Hi, I just posted a proof of concept tool that can trace the execution of RISCV-32 binaries (ELFs), and generate Bitcoin script that can be used to verify this execution on-chain: Bitcoin Elftrace
It relies on the OP_CHECKCONTRACTVERIFY covenant opcode from MATT.
The way it uses is OP_CCV is by committing to a single 32-bit hash (a merkle root) in the output, then the spender of this transaction will modify this root according to the rules and commit the new root in the new output.
So essentially is just needs a covenant opcode that lets you enforce the embedding of a dynamic piece of data in the output and a (static) taptree. This is exaclty what OP_CCV enables, but perhaps some of the other covenant proposals could be used for the same purpose.
IIUC you’re using the newly proposed OP_CCV as well as OP_CAT, but otherwise only existing op codes.

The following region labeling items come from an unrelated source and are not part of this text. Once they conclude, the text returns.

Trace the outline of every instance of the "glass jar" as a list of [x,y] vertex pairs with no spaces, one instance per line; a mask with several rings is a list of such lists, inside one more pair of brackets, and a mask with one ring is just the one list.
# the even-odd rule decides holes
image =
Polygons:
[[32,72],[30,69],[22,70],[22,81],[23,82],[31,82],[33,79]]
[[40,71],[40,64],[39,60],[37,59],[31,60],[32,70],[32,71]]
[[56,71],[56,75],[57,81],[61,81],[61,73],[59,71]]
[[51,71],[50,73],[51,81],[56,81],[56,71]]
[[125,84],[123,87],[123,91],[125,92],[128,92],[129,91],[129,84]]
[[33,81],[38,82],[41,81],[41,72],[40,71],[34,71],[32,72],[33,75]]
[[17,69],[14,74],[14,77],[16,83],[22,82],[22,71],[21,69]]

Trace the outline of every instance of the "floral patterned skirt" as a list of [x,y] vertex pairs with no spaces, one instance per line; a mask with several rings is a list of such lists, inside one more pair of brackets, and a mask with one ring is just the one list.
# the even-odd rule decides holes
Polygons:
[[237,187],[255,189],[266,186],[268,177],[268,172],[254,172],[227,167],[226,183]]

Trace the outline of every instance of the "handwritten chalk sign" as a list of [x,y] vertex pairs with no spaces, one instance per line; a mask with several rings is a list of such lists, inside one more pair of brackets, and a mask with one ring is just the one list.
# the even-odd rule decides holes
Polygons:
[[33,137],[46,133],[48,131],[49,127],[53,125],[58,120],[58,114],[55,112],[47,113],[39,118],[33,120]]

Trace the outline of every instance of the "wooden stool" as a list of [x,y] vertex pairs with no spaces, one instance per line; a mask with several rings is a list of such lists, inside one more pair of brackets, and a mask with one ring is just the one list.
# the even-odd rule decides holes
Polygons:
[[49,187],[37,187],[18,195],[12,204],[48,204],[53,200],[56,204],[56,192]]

It seems one particular annoyance you need to work around when emulating a 32 bit system is the 31 bit limitation of CScriptNum .
Yes, the biggest improvement would come from 64-bit arithmetics.
Since we are emulating unsigned 32-bit RISC-V opcodes, and Bitcoin Script only supports 31-bit, we must reimplement the full bit-by-bit arithmetics in script (and the scripts get huge).